COGNITIVE-BEHAVIORAL THERAPY

Cognitive-behavioral therapy (CBT) with exposure and response prevention (ERP) can be an effective tool in the treatment of childhood-onset OCD, whether related to PANDAS or not. Current practice parameters recommend that clinicians begin with CBT for mild to moderate OCD presentations and only add medications for more severe presentations (Geller et al., 2012). (Please see: PPN Treatment Options: SSRIs) When working with children with PANS/PANDAS, CBT can be an important component of the overall treatment regimen (see below for treatment considerations). Treatment should involve parents (and other family members as appropriate) such that parents are taught the nature of the treatment and guided to serve as the child’s at-home therapist. Typically, parents are included in each session to achieve this goal. Treatment may be intensive (i.e., daily) or once- or twice-weekly. The differential efficacy for youth with PANS/PANDAS has not been examined, but data suggest comparable effects in youth with OCD without PANDAS/PANS for patients with moderate OCD (Storch et al., 2007).

There are several reasons why CBT may be beneficial in working with families of a child with PANDAS/PANS. At symptom onset and thereafter, children and their family members often engage in behavioral patterns that maintain obsessive-compulsive/anxiety symptoms such as distress-reducing rituals, avoidance, and family accommodation. Such behaviors are negatively reinforcing and contribute to furthering learned associations between feared stimuli that may remain even after other effective therapeutic approaches. This may explain why some children who respond to immunomodulatory therapy continue to exhibit residual symptoms, as they have become learned behaviors. Thus, addressing these symptoms behaviorally may hold promise. Indeed, preliminary evidence by Drs. Storch and Murphy (Storch et al., 2006), as well as clinical experience, suggests that CBT holds promise in youth with PANDAS. In addition, the onset of PANDAS/PANS is a remarkably difficult experience that affects family functioning. Addition of CBT may provide children and family members with tools to effectively combat and/or contend with future exacerbations, should they occur.

EXAMPLES OF CBT TECHNIQUES

Examples of CBT techniques for OCD include:

  • Having the child confront the object of their fears in a controlled and gradual manner
  • Teaching the child how to argue back against their OCD
  • Teaching the patient to personalize or name their OCD.

A trained CBT professional will know many of the techniques that can help combat the obsessive-compulsive symptoms that a child with PANS/PANDAS experiences. Even for those children with PANS/PANDAS whose obsessions and compulsions are changing so rapidly that a CBT technique may become quickly outdated, there are a subset of tools that a child can use; having such an arsenal gives them something to focus on when an OCD thought emerges.

Furthermore, the approach to deal with obsessive-compulsive symptoms focuses on the function of the behavior, not just the form or symptom.

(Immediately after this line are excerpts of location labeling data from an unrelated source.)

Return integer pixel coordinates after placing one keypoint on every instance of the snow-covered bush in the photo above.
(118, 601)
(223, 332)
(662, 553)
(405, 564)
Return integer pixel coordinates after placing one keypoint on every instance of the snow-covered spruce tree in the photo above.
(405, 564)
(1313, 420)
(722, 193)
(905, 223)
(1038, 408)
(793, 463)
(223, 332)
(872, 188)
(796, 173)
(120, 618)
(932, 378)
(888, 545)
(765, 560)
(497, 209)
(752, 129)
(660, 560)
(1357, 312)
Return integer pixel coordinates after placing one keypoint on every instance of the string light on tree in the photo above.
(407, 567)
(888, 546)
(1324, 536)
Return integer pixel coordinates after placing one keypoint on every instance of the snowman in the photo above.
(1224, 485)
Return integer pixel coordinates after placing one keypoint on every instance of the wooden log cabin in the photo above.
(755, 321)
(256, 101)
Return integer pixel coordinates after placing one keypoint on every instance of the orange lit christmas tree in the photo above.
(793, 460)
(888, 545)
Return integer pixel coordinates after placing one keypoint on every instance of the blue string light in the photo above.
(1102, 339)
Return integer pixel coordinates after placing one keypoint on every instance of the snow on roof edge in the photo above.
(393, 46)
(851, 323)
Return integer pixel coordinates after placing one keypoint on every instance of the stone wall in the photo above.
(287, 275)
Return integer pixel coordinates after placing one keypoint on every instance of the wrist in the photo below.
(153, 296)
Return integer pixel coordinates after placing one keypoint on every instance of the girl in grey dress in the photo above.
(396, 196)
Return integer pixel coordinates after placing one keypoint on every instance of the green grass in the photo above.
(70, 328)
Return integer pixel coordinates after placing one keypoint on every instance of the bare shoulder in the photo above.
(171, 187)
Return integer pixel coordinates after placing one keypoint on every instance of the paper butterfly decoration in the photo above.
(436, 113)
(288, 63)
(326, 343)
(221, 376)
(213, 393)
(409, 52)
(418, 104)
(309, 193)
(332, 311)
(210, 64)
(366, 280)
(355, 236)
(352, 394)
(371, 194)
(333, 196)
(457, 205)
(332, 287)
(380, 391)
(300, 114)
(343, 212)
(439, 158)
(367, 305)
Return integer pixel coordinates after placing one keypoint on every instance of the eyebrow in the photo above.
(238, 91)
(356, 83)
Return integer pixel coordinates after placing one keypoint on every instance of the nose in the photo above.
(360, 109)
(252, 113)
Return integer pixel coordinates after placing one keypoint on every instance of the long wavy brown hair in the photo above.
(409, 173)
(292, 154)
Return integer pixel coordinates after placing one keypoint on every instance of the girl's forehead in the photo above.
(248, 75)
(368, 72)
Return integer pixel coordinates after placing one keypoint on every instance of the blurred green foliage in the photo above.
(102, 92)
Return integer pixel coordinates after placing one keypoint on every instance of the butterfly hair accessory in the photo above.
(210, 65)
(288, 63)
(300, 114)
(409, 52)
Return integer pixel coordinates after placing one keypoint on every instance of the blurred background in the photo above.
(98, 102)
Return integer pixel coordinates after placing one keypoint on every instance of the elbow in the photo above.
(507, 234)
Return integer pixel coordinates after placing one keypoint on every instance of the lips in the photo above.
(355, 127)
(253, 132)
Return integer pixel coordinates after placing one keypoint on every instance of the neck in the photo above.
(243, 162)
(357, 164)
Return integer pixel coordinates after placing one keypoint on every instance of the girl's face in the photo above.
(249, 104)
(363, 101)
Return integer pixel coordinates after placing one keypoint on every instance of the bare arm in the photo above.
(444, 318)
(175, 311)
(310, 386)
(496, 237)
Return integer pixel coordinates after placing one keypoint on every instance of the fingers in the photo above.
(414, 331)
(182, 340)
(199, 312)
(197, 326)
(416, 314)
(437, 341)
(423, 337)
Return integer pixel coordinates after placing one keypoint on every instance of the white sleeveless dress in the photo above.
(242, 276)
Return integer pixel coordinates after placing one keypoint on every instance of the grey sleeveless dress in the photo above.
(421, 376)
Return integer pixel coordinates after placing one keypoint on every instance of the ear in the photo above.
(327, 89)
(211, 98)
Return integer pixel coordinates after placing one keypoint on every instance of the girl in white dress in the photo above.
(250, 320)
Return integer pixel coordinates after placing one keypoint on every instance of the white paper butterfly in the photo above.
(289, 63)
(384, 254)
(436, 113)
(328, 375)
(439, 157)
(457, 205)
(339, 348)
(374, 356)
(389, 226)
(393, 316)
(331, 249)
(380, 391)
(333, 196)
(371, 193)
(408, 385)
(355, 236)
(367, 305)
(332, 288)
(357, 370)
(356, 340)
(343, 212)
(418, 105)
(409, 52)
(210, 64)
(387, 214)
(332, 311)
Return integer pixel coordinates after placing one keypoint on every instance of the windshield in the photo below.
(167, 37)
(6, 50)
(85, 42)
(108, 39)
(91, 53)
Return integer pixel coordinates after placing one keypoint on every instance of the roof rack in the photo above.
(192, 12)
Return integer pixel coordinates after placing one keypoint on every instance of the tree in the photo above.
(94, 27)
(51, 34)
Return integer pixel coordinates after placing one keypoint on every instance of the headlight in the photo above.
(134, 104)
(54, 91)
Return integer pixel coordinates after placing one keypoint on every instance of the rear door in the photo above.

That is, the child and parent(s) is taught how to gradually and systematically face fears regardless of the symptom content.

CONSIDERATIONS

There are several considerations to determine if CBT is an appropriate part of treatment.

  1. Some children with PANS/PANDAS are not yet able to engage in behavioral intervention due to the severity of symptoms and/or an inability to connect with a clinician. In such cases, it is likely best to engage with other interventions, such as the other treatment options outlined by the PPN site, prior to initiating CBT. However, it is relevant to note that it may be possible to work with parents to foster gains even when the child is not able or willing, and experience suggests that many youth can glean benefit.
  2. CBT is viewed as one component of a multi-component treatment that involves multiple disciplines. Close collaboration among providers is necessary.
  3. Other co-occurring conditions may be present which may require a coordinated, modular approach to behavioral care. For example, in the presence of significant emotional lability and dysregulation, behavioral approaches targeting these domains may be warranted prior to addressing OCD.

Post the treatment with immunotherapies discussed on the PPN site, some patients who are strong responders will no longer require CBT, while others with more moderate responses will likely find it beneficial to initiate and/or continue CBT.